Last week, before we entered full Tennis Fan Mode, we spent the day playing New York City Tourist. We took a delightful stroll hike through NY's Central Park, marveling at the shear diversity of the place. We ate astoundingly good cake pops from William Greenberg Deserts and of course, took in a Broadway Show.
The show was To Kill a Mockingbird and it was quite good.
I read To Kill a Mockingbird in High School and have vague memories of enjoying it. In fact, one its quotes has stuck with me all these years:
“Never, never, never, on cross-examination ask a witness a question you don't already know the answer to, was a tenet I absorbed with my baby-food.”
Most of the plot, however, has long since been lost to me. This meant that I went into the play expectation free.
[Warning: Spoilers Ahead]
Aaron Sorkin of West Wing fame was responsible for adapting the book to a play, and you could see his fingerprints all over the production. For one thing, the quick and witty dialog felt right out of a West Wing episode. Between the actors' accents, the quick pace of the play and the inability to pause and rewind the scene, I found myself literally on the edge of my seat trying to follow along. Every time the audience erupted in laughter I'd mentally scold them for making it harder to follow the dialog.

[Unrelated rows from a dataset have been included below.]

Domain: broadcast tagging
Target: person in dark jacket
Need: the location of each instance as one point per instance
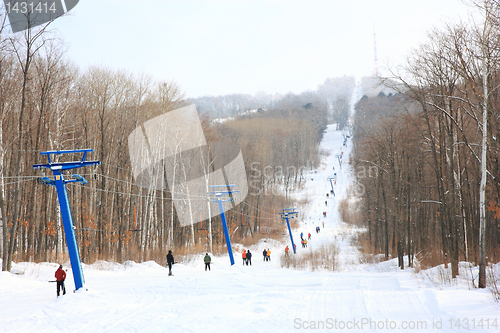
(170, 262)
(249, 258)
(60, 277)
(207, 261)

Sorkin also deployed another device that I enjoyed from the West Wing: he had the characters openly discuss some key bit of information in a way that makes you, the viewer, think you're supposed to understand it. And yet, you don't--at least not completely. Ultimately, the explanation is delivered to you as the story closes out. For a period of time the viewer is left in mental limbo. While it seems strange to praise a writer for creating confusion, I think it demonstrates a degree of trust in the audience. It also makes for an ending that gratifyingly snaps together.
As for the content of the play, when the first act closed out, all I could think is: Wow, this is so a commentary on the era of Trump. Though I wasn't exactly sure why that was. As the play finished and I attempted to process what I'd just experienced I found this same thought coming back to me again and again.
I'm sure Harper Lee wanted me to wrestle with questions about the need to "crawl around in someone's skin" before we can understand him or her; or how our past conflicts can continue to haunt us; or how can we make a just and equitable society from one so unjust. Yet, I kept coming back to the current occupant of the Oval Office.
I think the connection boils down to this statement uttered by Atticus in the play. I'm paraphrasing, but it went something like this:
Surely the people of this town wouldn't sentence a black man to die for a crime he obviously couldn't commit... Would they?
And of course, they do. Given perjured testimony and a healthy does of bigotry, the jury is all too willing to ignore facts and send an obviously innocent man to his death. It's exactly this lying and favoring what feels right over facts that's a hallmark of the Trump administration.
We saw this when Trump claimed a caravan of migrants was a dangerous invasion. We saw this when Trump claimed an investigation into Russian election interference was a hoax. We saw this when Trump claimed millions of people voted illegally. And we've seen it countless other times as the president continues to repeat lie after lie.
In this context, To Kill a Mockingbird is a less about wrestling with a racist past, and more a cautionary tale of what happens when lies and wishful thinking replace facts and reason. Like the book 1984, its plot has become all too prescient.
Politics aside, the play really was well done. If you have the chance to catch it, you should.